KPK, Energi yang Tak Boleh Mati


KPK, Energi yang Tak Boleh Mati
Gunarto ;  Guru Besar Program Doktor Ilmu Hukum (PDIH),
Wakil Rektor 2 Unissula Semarang
SUARA MERDEKA, 12 Desember 2012


SESUAI dengan janjinya, Komisi Pemberantasan Korupsi (KPK) menunjukkan hasil kerja positif ketika melanjutkan proses penanganan kasus dugaan korupsi terkait pembangunan Pusat Pendidikan, Pelatihan, dan Sekolah Olahoaga Nasional di Hambalang Sentul Kabupaten Bogor Jabar. Bahkan komisi antikorupsi itu menetapkan seorang menteri aktif sebagai tersangka dalam kasus pada proyek senilai Rp 2,2 triliun rupiah itu. 

Sebelum itu, belum pernah ada menteri aktif ditetapkan sebagai tersangka dalam perkara hukum. Jadi, langkah komisi itu dapat dipandang sebagai kemajuan tradisi penegakan hukum di Indonesia, dan pantas mendapatkan apresiasi dari seluruh elemen bangsa ini.

Realitas itu menjadi makin penting bagi pemberantasan korupsi karena pada saat yang sama lembaga penegak hukum yang ada kurang menunjukkan tajinya. Sebagaimana diakui sendiri oleh Kabareskrim Mabes Polri Komjen Pol Sutarman pada peringatan Hari Antikorupsi Sedunia, (SM, 10/12/12). 
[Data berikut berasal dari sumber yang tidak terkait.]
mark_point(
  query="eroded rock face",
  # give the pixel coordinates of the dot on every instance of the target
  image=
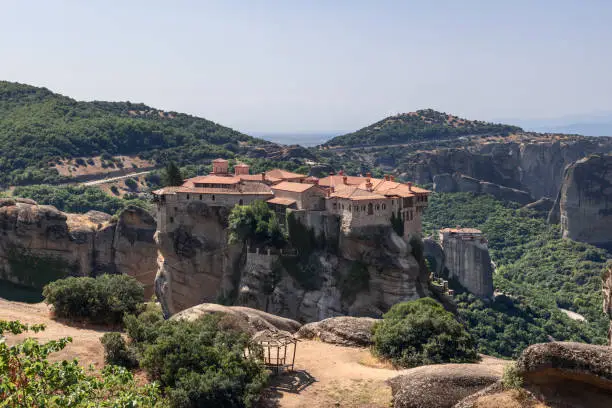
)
(607, 292)
(569, 374)
(251, 320)
(39, 243)
(453, 183)
(363, 275)
(344, 330)
(584, 203)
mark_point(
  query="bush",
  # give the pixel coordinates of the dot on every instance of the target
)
(104, 299)
(512, 379)
(202, 364)
(422, 332)
(116, 351)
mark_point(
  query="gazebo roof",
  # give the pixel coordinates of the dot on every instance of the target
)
(274, 337)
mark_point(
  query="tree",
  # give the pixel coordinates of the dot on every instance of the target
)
(29, 379)
(421, 332)
(172, 175)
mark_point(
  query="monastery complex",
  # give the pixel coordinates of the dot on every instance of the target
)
(358, 201)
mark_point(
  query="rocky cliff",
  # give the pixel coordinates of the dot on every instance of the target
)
(584, 203)
(533, 166)
(40, 243)
(453, 183)
(362, 274)
(607, 291)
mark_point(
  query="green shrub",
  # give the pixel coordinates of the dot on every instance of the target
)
(116, 351)
(203, 364)
(512, 379)
(422, 332)
(104, 299)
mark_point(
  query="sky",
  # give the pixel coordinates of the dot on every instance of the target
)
(318, 66)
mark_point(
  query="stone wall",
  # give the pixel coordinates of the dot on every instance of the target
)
(584, 202)
(467, 260)
(453, 183)
(607, 292)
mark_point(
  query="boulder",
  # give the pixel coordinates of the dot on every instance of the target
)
(607, 292)
(569, 374)
(442, 385)
(343, 330)
(252, 319)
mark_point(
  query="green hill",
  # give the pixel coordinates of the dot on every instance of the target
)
(426, 124)
(39, 127)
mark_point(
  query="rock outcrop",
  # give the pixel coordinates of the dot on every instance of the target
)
(568, 374)
(40, 243)
(252, 320)
(607, 292)
(344, 330)
(360, 274)
(454, 183)
(441, 385)
(533, 166)
(584, 202)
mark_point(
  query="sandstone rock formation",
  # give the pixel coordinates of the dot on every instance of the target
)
(569, 374)
(442, 385)
(360, 274)
(533, 166)
(584, 202)
(252, 320)
(607, 292)
(40, 243)
(343, 330)
(447, 183)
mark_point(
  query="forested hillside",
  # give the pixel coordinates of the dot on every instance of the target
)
(38, 127)
(538, 273)
(426, 124)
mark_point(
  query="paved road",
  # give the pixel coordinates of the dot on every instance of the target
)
(113, 179)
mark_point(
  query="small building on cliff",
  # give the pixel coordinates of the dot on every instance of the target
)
(358, 201)
(468, 260)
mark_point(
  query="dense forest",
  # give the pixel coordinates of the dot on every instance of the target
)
(426, 124)
(537, 271)
(39, 127)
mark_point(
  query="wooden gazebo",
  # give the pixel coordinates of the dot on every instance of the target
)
(277, 349)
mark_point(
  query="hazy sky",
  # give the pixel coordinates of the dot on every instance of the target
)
(309, 66)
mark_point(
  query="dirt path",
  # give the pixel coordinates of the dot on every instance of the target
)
(86, 344)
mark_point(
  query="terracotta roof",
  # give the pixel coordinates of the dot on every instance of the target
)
(291, 186)
(337, 180)
(462, 230)
(212, 179)
(283, 174)
(281, 201)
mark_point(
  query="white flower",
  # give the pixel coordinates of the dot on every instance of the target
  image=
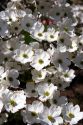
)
(40, 60)
(61, 59)
(51, 35)
(68, 75)
(31, 90)
(1, 105)
(14, 101)
(24, 54)
(3, 118)
(31, 114)
(46, 91)
(27, 22)
(79, 60)
(36, 107)
(66, 26)
(3, 28)
(51, 115)
(38, 31)
(38, 76)
(9, 78)
(72, 114)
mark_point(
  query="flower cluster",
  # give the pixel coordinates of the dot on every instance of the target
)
(38, 45)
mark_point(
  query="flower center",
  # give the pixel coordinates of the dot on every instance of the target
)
(41, 61)
(51, 118)
(40, 34)
(46, 93)
(13, 103)
(71, 115)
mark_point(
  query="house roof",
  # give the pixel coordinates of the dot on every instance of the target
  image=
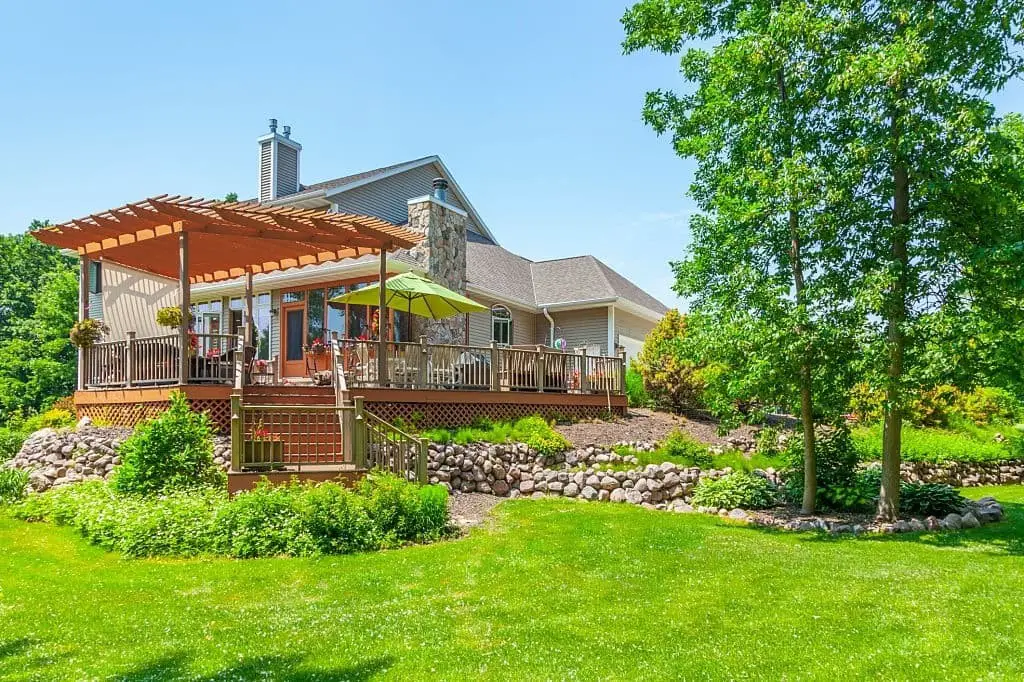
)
(321, 193)
(549, 283)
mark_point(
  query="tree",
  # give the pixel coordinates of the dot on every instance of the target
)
(913, 124)
(765, 261)
(39, 294)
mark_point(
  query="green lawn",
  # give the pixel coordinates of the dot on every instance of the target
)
(552, 590)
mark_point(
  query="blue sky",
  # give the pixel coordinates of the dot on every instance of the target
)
(530, 104)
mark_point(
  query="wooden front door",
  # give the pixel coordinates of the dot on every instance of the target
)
(293, 333)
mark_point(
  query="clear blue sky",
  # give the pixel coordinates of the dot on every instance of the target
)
(530, 104)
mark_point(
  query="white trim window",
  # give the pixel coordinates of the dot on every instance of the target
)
(501, 325)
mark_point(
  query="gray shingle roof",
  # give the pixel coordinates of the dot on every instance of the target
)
(493, 268)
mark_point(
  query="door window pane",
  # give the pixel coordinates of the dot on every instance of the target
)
(314, 315)
(336, 312)
(294, 329)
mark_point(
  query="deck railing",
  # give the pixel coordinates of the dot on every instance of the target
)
(155, 360)
(216, 358)
(480, 368)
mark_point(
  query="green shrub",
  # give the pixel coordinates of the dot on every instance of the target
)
(671, 379)
(298, 519)
(735, 489)
(171, 452)
(836, 460)
(10, 442)
(12, 485)
(636, 394)
(929, 499)
(932, 444)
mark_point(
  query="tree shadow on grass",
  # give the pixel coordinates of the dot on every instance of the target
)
(1005, 538)
(284, 668)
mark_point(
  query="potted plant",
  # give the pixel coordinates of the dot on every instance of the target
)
(87, 332)
(262, 450)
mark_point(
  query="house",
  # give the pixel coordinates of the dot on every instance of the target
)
(576, 302)
(317, 389)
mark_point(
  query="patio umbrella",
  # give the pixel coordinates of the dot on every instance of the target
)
(414, 294)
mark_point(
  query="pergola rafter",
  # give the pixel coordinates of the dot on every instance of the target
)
(228, 239)
(218, 241)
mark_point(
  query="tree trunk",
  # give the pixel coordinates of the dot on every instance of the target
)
(806, 371)
(896, 306)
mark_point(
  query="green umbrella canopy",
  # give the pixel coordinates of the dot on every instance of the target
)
(412, 293)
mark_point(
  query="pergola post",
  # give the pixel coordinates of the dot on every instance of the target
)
(248, 324)
(382, 323)
(185, 294)
(83, 312)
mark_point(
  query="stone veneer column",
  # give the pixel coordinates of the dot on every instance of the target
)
(442, 253)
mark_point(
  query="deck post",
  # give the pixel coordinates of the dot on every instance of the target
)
(185, 294)
(421, 461)
(495, 367)
(541, 369)
(382, 323)
(83, 313)
(240, 364)
(423, 363)
(237, 425)
(130, 359)
(622, 371)
(359, 435)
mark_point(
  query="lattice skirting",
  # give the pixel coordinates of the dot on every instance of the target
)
(130, 414)
(429, 415)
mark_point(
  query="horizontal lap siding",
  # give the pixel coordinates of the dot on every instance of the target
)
(131, 298)
(632, 326)
(579, 328)
(388, 199)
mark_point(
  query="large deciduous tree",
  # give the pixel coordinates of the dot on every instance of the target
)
(914, 126)
(765, 261)
(38, 305)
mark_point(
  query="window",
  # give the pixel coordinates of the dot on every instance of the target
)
(501, 325)
(95, 276)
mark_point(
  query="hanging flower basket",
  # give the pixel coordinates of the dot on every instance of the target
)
(87, 332)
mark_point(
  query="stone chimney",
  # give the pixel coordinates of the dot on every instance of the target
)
(279, 164)
(442, 254)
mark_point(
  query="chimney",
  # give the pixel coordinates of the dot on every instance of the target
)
(440, 188)
(279, 164)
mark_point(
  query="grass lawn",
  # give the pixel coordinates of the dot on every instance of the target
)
(552, 590)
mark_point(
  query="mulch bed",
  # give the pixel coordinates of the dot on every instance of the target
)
(645, 425)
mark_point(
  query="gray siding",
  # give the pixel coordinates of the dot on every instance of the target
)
(388, 199)
(631, 326)
(265, 170)
(579, 328)
(288, 170)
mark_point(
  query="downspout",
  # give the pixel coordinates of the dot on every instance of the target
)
(551, 323)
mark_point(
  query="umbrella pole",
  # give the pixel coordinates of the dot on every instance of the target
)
(382, 323)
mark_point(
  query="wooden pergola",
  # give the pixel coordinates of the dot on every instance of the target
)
(222, 241)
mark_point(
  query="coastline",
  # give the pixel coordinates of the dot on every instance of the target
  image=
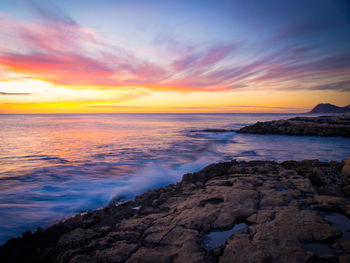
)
(280, 208)
(333, 126)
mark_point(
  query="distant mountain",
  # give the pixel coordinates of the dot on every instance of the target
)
(330, 108)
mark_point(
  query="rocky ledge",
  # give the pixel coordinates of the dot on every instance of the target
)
(303, 126)
(257, 211)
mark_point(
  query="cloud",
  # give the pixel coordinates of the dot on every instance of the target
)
(51, 13)
(14, 93)
(59, 50)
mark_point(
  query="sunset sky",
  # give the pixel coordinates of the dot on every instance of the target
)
(173, 56)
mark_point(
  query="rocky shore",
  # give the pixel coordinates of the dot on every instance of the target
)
(257, 211)
(338, 126)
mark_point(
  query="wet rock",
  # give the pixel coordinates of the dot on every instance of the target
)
(346, 167)
(303, 126)
(288, 211)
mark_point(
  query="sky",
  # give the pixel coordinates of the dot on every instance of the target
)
(88, 56)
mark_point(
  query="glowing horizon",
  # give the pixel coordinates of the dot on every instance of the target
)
(164, 56)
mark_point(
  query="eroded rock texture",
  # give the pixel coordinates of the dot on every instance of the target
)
(294, 212)
(338, 126)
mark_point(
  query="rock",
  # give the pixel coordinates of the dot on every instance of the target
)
(283, 207)
(303, 126)
(346, 168)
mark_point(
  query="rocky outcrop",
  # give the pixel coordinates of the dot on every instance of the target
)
(303, 126)
(286, 212)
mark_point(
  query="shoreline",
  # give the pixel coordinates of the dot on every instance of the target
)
(333, 126)
(263, 198)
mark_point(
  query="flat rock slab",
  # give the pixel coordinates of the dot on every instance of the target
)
(335, 126)
(277, 212)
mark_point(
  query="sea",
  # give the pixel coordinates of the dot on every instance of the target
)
(53, 166)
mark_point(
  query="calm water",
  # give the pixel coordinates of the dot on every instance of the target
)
(53, 166)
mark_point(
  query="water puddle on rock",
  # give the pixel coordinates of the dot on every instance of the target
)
(339, 221)
(218, 238)
(318, 249)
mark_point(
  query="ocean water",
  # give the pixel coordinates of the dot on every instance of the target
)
(54, 166)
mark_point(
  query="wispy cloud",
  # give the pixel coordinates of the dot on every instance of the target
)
(59, 50)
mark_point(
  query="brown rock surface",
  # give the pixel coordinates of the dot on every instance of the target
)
(287, 208)
(338, 126)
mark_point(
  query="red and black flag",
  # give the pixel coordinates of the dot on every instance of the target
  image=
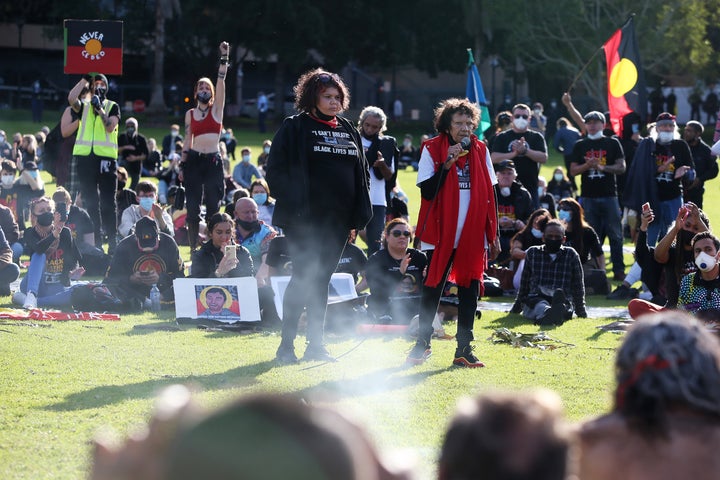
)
(626, 80)
(93, 46)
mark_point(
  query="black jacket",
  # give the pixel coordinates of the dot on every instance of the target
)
(287, 175)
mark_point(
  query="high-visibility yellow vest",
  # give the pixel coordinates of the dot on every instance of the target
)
(92, 136)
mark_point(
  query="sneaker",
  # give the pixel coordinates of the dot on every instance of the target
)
(30, 301)
(18, 298)
(318, 353)
(286, 355)
(558, 308)
(623, 292)
(418, 354)
(464, 357)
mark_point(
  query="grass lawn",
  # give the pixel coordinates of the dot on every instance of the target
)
(62, 381)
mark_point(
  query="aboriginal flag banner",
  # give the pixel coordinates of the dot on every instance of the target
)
(93, 46)
(626, 80)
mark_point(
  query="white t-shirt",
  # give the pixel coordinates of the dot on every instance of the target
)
(426, 169)
(377, 185)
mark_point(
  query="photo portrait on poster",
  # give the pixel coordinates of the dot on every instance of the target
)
(217, 302)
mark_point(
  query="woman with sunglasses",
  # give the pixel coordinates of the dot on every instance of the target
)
(395, 275)
(201, 165)
(457, 224)
(319, 175)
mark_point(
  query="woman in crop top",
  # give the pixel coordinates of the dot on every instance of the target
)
(202, 169)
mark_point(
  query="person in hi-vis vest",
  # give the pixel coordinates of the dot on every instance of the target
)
(94, 162)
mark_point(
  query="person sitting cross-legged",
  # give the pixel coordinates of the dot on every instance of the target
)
(551, 270)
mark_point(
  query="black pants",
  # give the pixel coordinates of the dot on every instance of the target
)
(467, 306)
(315, 251)
(97, 183)
(204, 182)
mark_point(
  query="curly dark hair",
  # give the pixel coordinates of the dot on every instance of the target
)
(312, 83)
(447, 108)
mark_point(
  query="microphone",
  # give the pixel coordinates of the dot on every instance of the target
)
(465, 143)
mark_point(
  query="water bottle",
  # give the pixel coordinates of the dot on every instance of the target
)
(154, 298)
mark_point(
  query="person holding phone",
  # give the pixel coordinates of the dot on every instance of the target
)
(53, 259)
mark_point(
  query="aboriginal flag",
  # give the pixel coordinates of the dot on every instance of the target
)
(626, 80)
(93, 46)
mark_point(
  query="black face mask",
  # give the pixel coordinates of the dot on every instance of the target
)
(249, 226)
(45, 219)
(552, 245)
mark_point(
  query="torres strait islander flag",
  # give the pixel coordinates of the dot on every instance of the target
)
(93, 46)
(626, 80)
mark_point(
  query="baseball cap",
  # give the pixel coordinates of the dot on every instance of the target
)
(594, 116)
(504, 165)
(146, 232)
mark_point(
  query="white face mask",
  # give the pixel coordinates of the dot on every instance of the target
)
(665, 137)
(520, 123)
(705, 262)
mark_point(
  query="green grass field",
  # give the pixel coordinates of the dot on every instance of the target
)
(63, 381)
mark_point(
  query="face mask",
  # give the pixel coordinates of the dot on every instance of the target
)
(260, 198)
(665, 137)
(249, 226)
(552, 245)
(204, 97)
(705, 262)
(520, 123)
(146, 203)
(45, 219)
(564, 215)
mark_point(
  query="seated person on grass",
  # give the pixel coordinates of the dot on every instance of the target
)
(551, 270)
(145, 258)
(53, 259)
(395, 275)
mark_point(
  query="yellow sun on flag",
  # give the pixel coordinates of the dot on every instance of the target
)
(622, 78)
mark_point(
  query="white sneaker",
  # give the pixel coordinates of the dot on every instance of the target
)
(18, 298)
(30, 301)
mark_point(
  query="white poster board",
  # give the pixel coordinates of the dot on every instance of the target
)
(226, 300)
(340, 289)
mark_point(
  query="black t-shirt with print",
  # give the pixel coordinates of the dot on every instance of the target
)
(597, 184)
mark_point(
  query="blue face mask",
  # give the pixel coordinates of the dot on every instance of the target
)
(260, 198)
(146, 203)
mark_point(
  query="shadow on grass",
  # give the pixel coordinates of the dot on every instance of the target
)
(102, 396)
(379, 381)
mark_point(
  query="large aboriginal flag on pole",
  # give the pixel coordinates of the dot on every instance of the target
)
(93, 46)
(626, 80)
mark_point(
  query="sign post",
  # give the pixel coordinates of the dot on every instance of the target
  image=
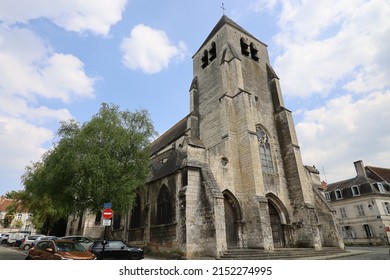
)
(107, 216)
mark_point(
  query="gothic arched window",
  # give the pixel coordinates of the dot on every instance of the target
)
(164, 206)
(265, 151)
(135, 219)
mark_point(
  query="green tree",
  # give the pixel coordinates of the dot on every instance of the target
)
(103, 160)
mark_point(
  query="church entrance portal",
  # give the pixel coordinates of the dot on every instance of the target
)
(231, 218)
(276, 226)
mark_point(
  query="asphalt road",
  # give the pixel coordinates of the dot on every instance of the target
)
(11, 253)
(367, 253)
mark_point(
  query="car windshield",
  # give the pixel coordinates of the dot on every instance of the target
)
(69, 247)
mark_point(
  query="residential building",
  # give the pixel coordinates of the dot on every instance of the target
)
(21, 221)
(362, 204)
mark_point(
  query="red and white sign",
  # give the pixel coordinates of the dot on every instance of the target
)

Menurut Sutarman, meski pada tahun ini telah menangani 460 perkara di seluruh Indonesia, Polri gagal mencegah kemerebakan perilaku korup. Perkembangan korupsi ibarat patah satu, tumbuh seribu. Karena itu, secara eksistensi KPK ibarat energi bangsa yang bisa menjadi sumber kekuatan dalam memberantas korupsi.

Mengurai Akar

Secara historis, kejahatan korupsi merupakan bagian sejarah kelam peradaban manusia. Sejak zaman Yunani kuno hingga postmodern, korupsi selalu menjadi dosa sosial umat yang menghantui perjalanan sejarah. Hampir semua negara pernah dan masih terjangkiti penyakit ini dengan eskalasi berbeda. 

Karena itu, dunia hukum tak bisa berdiri sendiri dalam agenda pemberantasan korupsi. Harus ada upaya kolektif semua elemen bangsa untuk secara bersama-sama dan simultan memeranginya dengan komitmen tinggi. Dalam konteks ini, kehadiran lembaga pemberantasan korupsi, terutama KPK, menjadi sangat penting.

Jika merujuk psikoanalisis Erich Fromm yang menandaskan bahwa manusia pada dasarnya adalah jahat maka menjadi jelas bahwa sesungguhnya secara inheren manusia menyimpan potensi korupsi. Pemicunya bisa beragam; moralitas rendah, tuntutan kehidupan yang tinggi, tuntutan politik, hasrat kekuasaan dan sebagainya. 

Makin tinggi tuntutan material yang harus dipenuhi oleh seseorang, sementara kemampuan normal sangat terbatas maka makin tinggi pula hasrat untuk korupsi, dibarengi tindakan yang menghalalkan segala cara.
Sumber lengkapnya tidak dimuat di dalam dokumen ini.